Do not use or share an existing $home from another distribution as the $home configuration files in a home directory will conflict if you share the same username between differing distributions.
To add users to your installation
To add a new user with automatic group permissions granted, as root:
adduser <newuser>
Just press enter, it should take care of the complexities. You will get asked to type in the password twice.
aptosid specific icons (like the manual and IRC icons) need adding manually.
To delete a user
deluser <user>
Read
man adduser man deluser
kuser can create new user as well, however you will need to manually adjust the group permissions for that user.
About su-to-root -X -c <application>
Numerous commands need to be run with root privileges. To achieve this you type:
su
While the common command for becoming root is 'su' using su-to-root -X -c <application> instead will allow you run GUI / X11 applications from the command line and allow root to start graphical applications.
Refer to About Xapps whilst in X as root
Some KDE applications require dbus-launch in front of the application:
dbus-launch <Application>
An example of running an X11 app via su-to-root -X -c is to use a text editor to edit a root file like kwrite or kate, to do partitioning with gparted or an Xapp file manager like konqueror. You can also alter root files by right clicking the file and choosing 'edit-as-root', and entering your root password, this will call kdesu in the background.

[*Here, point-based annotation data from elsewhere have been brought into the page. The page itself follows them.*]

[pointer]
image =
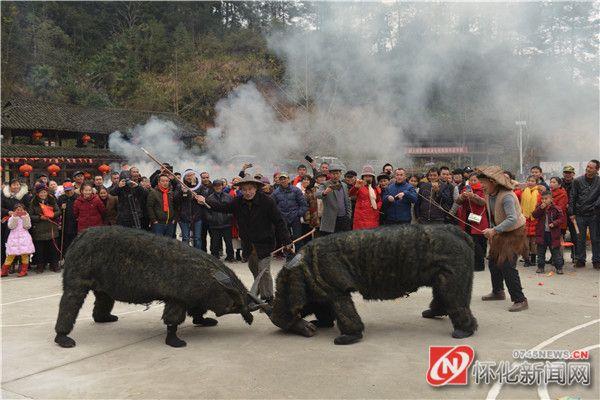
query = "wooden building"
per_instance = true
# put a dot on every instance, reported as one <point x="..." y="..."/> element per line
<point x="41" y="134"/>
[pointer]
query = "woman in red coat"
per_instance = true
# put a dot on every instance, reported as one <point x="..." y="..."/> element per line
<point x="560" y="199"/>
<point x="368" y="200"/>
<point x="472" y="211"/>
<point x="88" y="209"/>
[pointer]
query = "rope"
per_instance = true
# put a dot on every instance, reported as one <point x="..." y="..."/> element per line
<point x="431" y="201"/>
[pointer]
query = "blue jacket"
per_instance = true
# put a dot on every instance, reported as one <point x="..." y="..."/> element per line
<point x="291" y="203"/>
<point x="399" y="210"/>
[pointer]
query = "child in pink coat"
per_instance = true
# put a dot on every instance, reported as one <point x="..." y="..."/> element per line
<point x="19" y="241"/>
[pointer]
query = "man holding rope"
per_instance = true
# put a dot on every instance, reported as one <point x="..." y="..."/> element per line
<point x="506" y="236"/>
<point x="260" y="223"/>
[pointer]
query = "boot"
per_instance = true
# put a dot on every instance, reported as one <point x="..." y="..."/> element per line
<point x="24" y="268"/>
<point x="520" y="306"/>
<point x="494" y="296"/>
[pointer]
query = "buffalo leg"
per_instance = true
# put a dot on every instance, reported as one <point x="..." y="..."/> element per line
<point x="70" y="304"/>
<point x="456" y="295"/>
<point x="102" y="308"/>
<point x="348" y="320"/>
<point x="173" y="315"/>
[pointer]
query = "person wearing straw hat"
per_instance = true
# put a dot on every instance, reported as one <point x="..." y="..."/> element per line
<point x="368" y="200"/>
<point x="506" y="236"/>
<point x="261" y="226"/>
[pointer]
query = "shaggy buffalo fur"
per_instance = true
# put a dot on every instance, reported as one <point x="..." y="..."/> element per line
<point x="134" y="266"/>
<point x="380" y="264"/>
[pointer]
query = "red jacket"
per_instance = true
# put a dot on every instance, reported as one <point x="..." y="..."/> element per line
<point x="555" y="216"/>
<point x="561" y="201"/>
<point x="468" y="207"/>
<point x="89" y="212"/>
<point x="365" y="216"/>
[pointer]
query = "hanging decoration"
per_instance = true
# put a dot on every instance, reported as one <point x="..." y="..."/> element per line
<point x="105" y="169"/>
<point x="25" y="169"/>
<point x="53" y="169"/>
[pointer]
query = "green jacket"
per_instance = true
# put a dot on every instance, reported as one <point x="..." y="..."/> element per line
<point x="43" y="229"/>
<point x="154" y="206"/>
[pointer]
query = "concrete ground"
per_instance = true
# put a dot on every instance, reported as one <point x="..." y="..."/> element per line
<point x="128" y="359"/>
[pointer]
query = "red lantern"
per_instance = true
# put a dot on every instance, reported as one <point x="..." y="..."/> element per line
<point x="25" y="169"/>
<point x="105" y="169"/>
<point x="53" y="169"/>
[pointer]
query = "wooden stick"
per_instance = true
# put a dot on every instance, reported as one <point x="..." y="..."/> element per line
<point x="300" y="238"/>
<point x="195" y="195"/>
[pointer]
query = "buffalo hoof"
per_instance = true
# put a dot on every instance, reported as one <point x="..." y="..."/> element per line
<point x="204" y="321"/>
<point x="432" y="313"/>
<point x="304" y="328"/>
<point x="460" y="334"/>
<point x="347" y="339"/>
<point x="106" y="318"/>
<point x="64" y="341"/>
<point x="322" y="324"/>
<point x="173" y="341"/>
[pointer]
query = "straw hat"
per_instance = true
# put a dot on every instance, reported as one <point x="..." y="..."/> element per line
<point x="496" y="174"/>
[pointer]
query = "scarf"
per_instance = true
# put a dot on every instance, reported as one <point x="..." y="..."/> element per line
<point x="529" y="200"/>
<point x="372" y="197"/>
<point x="165" y="193"/>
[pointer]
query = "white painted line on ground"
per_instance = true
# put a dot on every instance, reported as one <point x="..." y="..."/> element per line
<point x="31" y="299"/>
<point x="495" y="390"/>
<point x="78" y="319"/>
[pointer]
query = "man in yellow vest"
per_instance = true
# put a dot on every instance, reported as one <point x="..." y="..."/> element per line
<point x="506" y="236"/>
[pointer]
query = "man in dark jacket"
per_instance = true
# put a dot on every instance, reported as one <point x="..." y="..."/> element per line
<point x="397" y="199"/>
<point x="432" y="195"/>
<point x="584" y="209"/>
<point x="220" y="223"/>
<point x="292" y="204"/>
<point x="163" y="207"/>
<point x="260" y="225"/>
<point x="132" y="197"/>
<point x="69" y="224"/>
<point x="191" y="213"/>
<point x="567" y="184"/>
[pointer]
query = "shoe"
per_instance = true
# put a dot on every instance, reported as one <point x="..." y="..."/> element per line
<point x="24" y="268"/>
<point x="494" y="296"/>
<point x="520" y="306"/>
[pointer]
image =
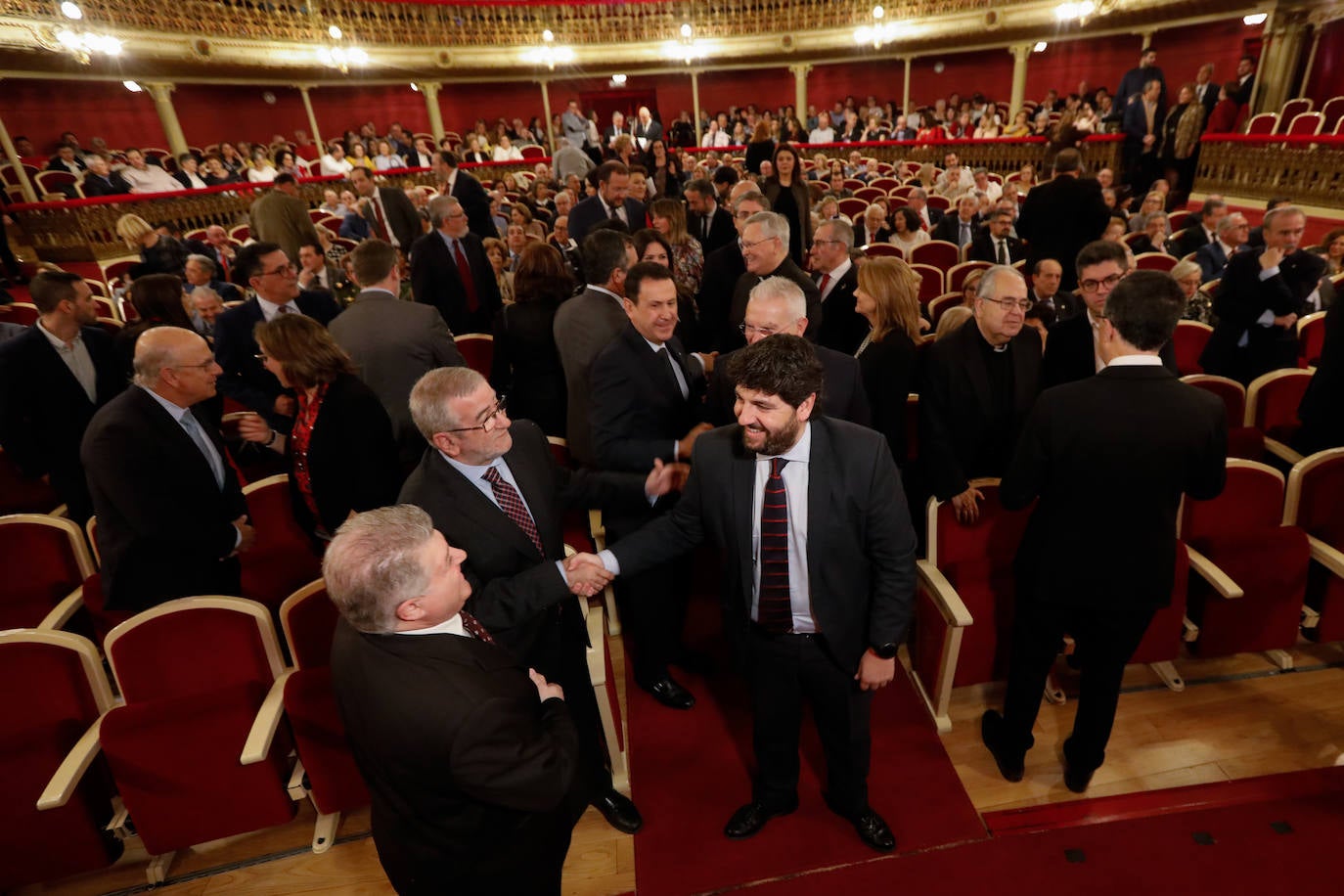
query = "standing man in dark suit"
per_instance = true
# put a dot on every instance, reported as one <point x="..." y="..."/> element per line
<point x="470" y="756"/>
<point x="1260" y="298"/>
<point x="841" y="327"/>
<point x="468" y="191"/>
<point x="392" y="342"/>
<point x="171" y="516"/>
<point x="707" y="222"/>
<point x="1073" y="351"/>
<point x="815" y="615"/>
<point x="978" y="385"/>
<point x="588" y="324"/>
<point x="53" y="378"/>
<point x="647" y="406"/>
<point x="390" y="214"/>
<point x="452" y="272"/>
<point x="274" y="280"/>
<point x="611" y="201"/>
<point x="480" y="467"/>
<point x="1098" y="569"/>
<point x="1063" y="215"/>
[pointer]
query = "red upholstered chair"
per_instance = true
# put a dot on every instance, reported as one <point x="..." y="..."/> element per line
<point x="965" y="579"/>
<point x="1242" y="441"/>
<point x="477" y="349"/>
<point x="1250" y="569"/>
<point x="1188" y="344"/>
<point x="1272" y="402"/>
<point x="45" y="560"/>
<point x="1315" y="497"/>
<point x="334" y="782"/>
<point x="283" y="559"/>
<point x="197" y="749"/>
<point x="54" y="696"/>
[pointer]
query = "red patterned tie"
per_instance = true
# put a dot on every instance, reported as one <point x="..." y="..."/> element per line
<point x="474" y="628"/>
<point x="514" y="507"/>
<point x="775" y="610"/>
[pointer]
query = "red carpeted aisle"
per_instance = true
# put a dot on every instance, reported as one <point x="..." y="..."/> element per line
<point x="691" y="770"/>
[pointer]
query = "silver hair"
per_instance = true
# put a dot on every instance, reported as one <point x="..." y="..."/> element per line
<point x="431" y="394"/>
<point x="373" y="565"/>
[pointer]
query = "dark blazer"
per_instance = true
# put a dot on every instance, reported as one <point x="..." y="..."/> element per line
<point x="637" y="411"/>
<point x="1070" y="352"/>
<point x="245" y="379"/>
<point x="164" y="527"/>
<point x="435" y="281"/>
<point x="402" y="218"/>
<point x="861" y="543"/>
<point x="983" y="248"/>
<point x="592" y="209"/>
<point x="955" y="395"/>
<point x="841" y="327"/>
<point x="426" y="715"/>
<point x="1060" y="216"/>
<point x="721" y="230"/>
<point x="45" y="411"/>
<point x="351" y="457"/>
<point x="841" y="391"/>
<point x="476" y="203"/>
<point x="1156" y="438"/>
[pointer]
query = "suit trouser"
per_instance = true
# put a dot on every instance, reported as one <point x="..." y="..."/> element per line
<point x="783" y="670"/>
<point x="1105" y="644"/>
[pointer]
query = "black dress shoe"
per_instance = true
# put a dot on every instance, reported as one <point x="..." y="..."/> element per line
<point x="874" y="831"/>
<point x="1010" y="766"/>
<point x="618" y="812"/>
<point x="669" y="694"/>
<point x="749" y="820"/>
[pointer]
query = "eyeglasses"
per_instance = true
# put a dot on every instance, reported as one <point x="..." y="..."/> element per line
<point x="491" y="420"/>
<point x="1093" y="285"/>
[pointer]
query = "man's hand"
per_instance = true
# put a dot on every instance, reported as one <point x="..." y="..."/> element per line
<point x="875" y="672"/>
<point x="966" y="507"/>
<point x="585" y="575"/>
<point x="545" y="690"/>
<point x="683" y="446"/>
<point x="248" y="535"/>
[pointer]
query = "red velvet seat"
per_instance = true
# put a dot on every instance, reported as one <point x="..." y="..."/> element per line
<point x="197" y="749"/>
<point x="1251" y="571"/>
<point x="64" y="692"/>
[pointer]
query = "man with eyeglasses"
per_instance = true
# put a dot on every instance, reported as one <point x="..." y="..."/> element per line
<point x="171" y="516"/>
<point x="978" y="385"/>
<point x="1073" y="351"/>
<point x="274" y="283"/>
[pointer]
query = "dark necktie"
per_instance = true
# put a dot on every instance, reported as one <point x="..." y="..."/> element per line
<point x="514" y="507"/>
<point x="474" y="628"/>
<point x="775" y="610"/>
<point x="464" y="270"/>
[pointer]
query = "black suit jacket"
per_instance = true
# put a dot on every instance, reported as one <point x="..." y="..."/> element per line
<point x="843" y="392"/>
<point x="861" y="543"/>
<point x="164" y="525"/>
<point x="955" y="398"/>
<point x="435" y="281"/>
<point x="1156" y="438"/>
<point x="45" y="411"/>
<point x="245" y="379"/>
<point x="471" y="780"/>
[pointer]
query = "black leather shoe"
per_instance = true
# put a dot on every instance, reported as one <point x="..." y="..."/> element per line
<point x="618" y="812"/>
<point x="874" y="831"/>
<point x="1010" y="766"/>
<point x="749" y="820"/>
<point x="669" y="694"/>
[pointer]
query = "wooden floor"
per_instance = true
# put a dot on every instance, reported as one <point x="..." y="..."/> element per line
<point x="1236" y="718"/>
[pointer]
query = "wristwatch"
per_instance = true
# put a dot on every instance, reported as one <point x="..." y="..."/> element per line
<point x="884" y="650"/>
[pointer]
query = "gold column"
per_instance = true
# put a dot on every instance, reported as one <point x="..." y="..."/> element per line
<point x="161" y="92"/>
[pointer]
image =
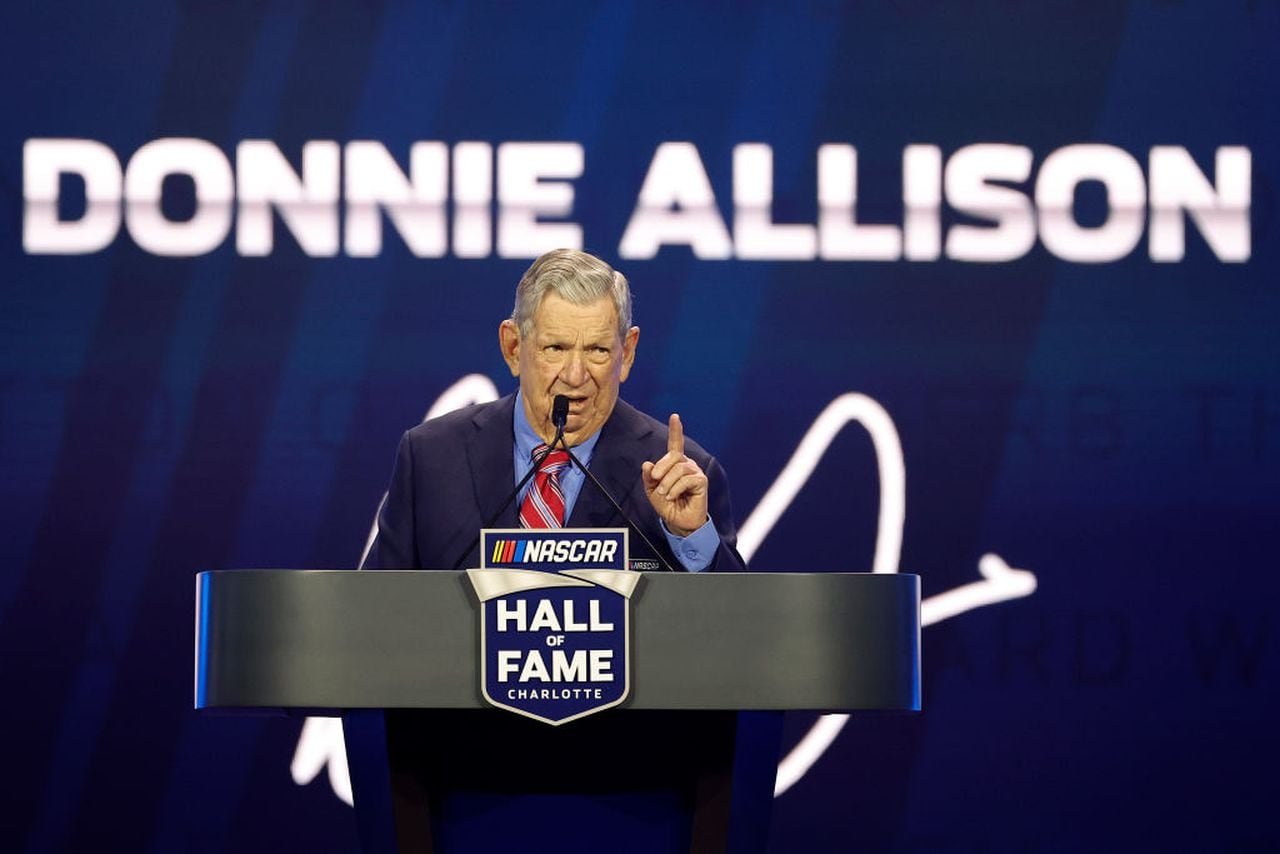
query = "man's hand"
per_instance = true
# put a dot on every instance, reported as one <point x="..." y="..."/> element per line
<point x="676" y="485"/>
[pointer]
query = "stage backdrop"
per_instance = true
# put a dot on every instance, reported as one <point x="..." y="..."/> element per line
<point x="993" y="284"/>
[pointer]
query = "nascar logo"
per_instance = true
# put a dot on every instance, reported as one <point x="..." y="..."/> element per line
<point x="554" y="551"/>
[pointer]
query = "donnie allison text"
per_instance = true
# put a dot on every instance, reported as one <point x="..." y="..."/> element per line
<point x="516" y="200"/>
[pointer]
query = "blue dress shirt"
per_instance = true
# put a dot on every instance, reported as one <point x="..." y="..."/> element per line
<point x="694" y="552"/>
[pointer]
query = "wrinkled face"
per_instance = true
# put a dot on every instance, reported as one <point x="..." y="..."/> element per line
<point x="574" y="351"/>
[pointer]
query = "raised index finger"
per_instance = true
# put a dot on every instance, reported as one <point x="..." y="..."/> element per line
<point x="675" y="435"/>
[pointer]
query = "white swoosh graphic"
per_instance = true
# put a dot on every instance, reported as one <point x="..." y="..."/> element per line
<point x="321" y="743"/>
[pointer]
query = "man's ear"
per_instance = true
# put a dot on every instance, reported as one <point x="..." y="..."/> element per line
<point x="629" y="352"/>
<point x="508" y="339"/>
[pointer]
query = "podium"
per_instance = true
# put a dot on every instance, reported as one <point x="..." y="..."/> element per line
<point x="690" y="754"/>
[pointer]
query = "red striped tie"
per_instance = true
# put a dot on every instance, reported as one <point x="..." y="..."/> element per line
<point x="544" y="503"/>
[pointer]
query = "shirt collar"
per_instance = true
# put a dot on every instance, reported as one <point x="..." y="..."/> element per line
<point x="526" y="439"/>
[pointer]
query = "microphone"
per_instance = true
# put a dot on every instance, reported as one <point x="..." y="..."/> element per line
<point x="560" y="415"/>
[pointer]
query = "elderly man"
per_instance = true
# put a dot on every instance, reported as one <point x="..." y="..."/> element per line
<point x="570" y="334"/>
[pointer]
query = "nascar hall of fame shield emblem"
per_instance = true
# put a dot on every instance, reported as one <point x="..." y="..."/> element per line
<point x="554" y="622"/>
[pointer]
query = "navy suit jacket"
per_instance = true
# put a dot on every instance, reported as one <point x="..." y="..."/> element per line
<point x="453" y="471"/>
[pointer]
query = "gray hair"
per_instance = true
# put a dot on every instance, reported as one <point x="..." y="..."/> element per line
<point x="574" y="275"/>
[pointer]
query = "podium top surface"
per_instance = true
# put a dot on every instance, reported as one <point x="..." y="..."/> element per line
<point x="325" y="640"/>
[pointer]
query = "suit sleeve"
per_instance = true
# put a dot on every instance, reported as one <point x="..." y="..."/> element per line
<point x="720" y="507"/>
<point x="394" y="546"/>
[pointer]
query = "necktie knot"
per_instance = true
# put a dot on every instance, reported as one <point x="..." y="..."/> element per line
<point x="544" y="502"/>
<point x="553" y="462"/>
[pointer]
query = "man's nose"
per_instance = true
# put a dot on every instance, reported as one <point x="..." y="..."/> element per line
<point x="575" y="369"/>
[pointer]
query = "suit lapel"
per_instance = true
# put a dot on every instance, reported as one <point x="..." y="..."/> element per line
<point x="489" y="456"/>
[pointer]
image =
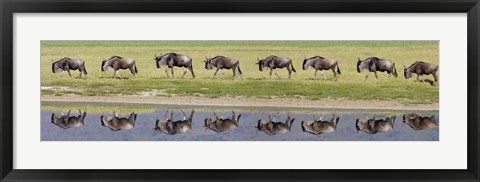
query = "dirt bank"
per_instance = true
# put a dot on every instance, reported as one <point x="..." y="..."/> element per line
<point x="245" y="102"/>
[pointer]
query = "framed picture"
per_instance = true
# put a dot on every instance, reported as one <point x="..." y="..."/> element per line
<point x="232" y="90"/>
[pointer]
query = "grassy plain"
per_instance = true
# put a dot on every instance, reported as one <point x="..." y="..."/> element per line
<point x="350" y="85"/>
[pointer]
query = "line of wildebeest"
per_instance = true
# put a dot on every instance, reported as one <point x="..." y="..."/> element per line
<point x="171" y="60"/>
<point x="220" y="124"/>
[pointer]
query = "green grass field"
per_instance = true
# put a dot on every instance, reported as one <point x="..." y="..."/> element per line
<point x="350" y="85"/>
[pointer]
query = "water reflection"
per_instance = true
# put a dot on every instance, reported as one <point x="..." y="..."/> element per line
<point x="418" y="122"/>
<point x="220" y="125"/>
<point x="271" y="127"/>
<point x="116" y="123"/>
<point x="255" y="125"/>
<point x="373" y="126"/>
<point x="320" y="126"/>
<point x="66" y="121"/>
<point x="170" y="127"/>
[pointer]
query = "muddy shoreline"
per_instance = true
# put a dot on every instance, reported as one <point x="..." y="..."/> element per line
<point x="238" y="102"/>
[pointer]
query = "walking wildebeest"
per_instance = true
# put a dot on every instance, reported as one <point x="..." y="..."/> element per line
<point x="67" y="121"/>
<point x="116" y="123"/>
<point x="317" y="127"/>
<point x="174" y="59"/>
<point x="418" y="122"/>
<point x="170" y="127"/>
<point x="67" y="64"/>
<point x="274" y="62"/>
<point x="421" y="68"/>
<point x="321" y="63"/>
<point x="117" y="62"/>
<point x="271" y="127"/>
<point x="220" y="124"/>
<point x="374" y="64"/>
<point x="222" y="62"/>
<point x="373" y="126"/>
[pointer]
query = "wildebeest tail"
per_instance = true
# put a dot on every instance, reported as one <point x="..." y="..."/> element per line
<point x="394" y="70"/>
<point x="338" y="69"/>
<point x="291" y="64"/>
<point x="239" y="70"/>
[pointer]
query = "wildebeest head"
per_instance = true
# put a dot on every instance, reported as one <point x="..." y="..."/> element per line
<point x="160" y="60"/>
<point x="104" y="67"/>
<point x="208" y="63"/>
<point x="361" y="65"/>
<point x="262" y="63"/>
<point x="407" y="73"/>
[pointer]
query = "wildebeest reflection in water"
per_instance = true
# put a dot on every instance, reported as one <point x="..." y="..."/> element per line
<point x="67" y="121"/>
<point x="271" y="127"/>
<point x="170" y="127"/>
<point x="116" y="123"/>
<point x="418" y="122"/>
<point x="317" y="127"/>
<point x="374" y="125"/>
<point x="220" y="124"/>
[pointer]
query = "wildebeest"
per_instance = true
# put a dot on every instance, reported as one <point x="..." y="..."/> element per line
<point x="418" y="122"/>
<point x="320" y="126"/>
<point x="66" y="121"/>
<point x="222" y="62"/>
<point x="67" y="64"/>
<point x="321" y="63"/>
<point x="421" y="68"/>
<point x="271" y="127"/>
<point x="274" y="62"/>
<point x="374" y="64"/>
<point x="373" y="126"/>
<point x="173" y="59"/>
<point x="170" y="127"/>
<point x="117" y="62"/>
<point x="116" y="123"/>
<point x="220" y="124"/>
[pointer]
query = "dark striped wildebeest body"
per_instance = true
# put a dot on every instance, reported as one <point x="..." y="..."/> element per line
<point x="320" y="63"/>
<point x="374" y="64"/>
<point x="271" y="127"/>
<point x="172" y="60"/>
<point x="67" y="64"/>
<point x="222" y="62"/>
<point x="421" y="68"/>
<point x="419" y="122"/>
<point x="220" y="125"/>
<point x="274" y="62"/>
<point x="66" y="121"/>
<point x="116" y="123"/>
<point x="373" y="126"/>
<point x="170" y="127"/>
<point x="117" y="62"/>
<point x="320" y="126"/>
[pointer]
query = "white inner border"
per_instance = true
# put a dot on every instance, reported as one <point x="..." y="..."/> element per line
<point x="449" y="153"/>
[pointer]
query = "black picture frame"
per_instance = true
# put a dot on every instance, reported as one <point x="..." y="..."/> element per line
<point x="9" y="7"/>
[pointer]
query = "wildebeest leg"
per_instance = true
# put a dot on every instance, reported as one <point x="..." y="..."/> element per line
<point x="324" y="77"/>
<point x="215" y="74"/>
<point x="166" y="72"/>
<point x="276" y="73"/>
<point x="184" y="71"/>
<point x="334" y="74"/>
<point x="435" y="76"/>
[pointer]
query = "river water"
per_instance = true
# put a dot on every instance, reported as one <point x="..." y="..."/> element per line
<point x="246" y="129"/>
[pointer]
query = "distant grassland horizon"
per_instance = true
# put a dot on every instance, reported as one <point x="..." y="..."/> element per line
<point x="350" y="85"/>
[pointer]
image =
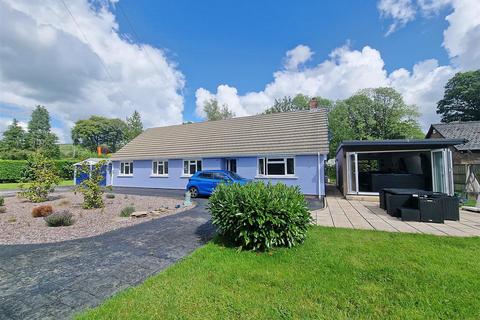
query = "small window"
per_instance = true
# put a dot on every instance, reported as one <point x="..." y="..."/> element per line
<point x="159" y="168"/>
<point x="276" y="166"/>
<point x="232" y="165"/>
<point x="205" y="175"/>
<point x="191" y="166"/>
<point x="126" y="168"/>
<point x="261" y="166"/>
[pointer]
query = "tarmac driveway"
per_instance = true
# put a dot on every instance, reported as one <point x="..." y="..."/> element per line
<point x="57" y="280"/>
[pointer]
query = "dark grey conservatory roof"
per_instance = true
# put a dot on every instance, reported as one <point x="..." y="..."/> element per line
<point x="289" y="133"/>
<point x="456" y="130"/>
<point x="400" y="144"/>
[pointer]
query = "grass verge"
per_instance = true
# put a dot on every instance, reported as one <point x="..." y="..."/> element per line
<point x="336" y="274"/>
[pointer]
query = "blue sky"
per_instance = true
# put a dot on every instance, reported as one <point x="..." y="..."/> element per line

Unlike 'sudo', it means that someone can't just come along and type 'sudo' and make potentially damaging changes to your system.
WARNING: While you are logged in as root, the system will not stop you from doing potentially dangerous things like deleting important files etc., you have to be absolutely sure about what you are doing, because it's very possible to seriously harm your system.
Under no circumstances should you be as root in the console/terminal to run applications that a standard user uses to go about being productive on a day to day basis, like sending emails, creating spreadsheets or surfing the internet and so forth.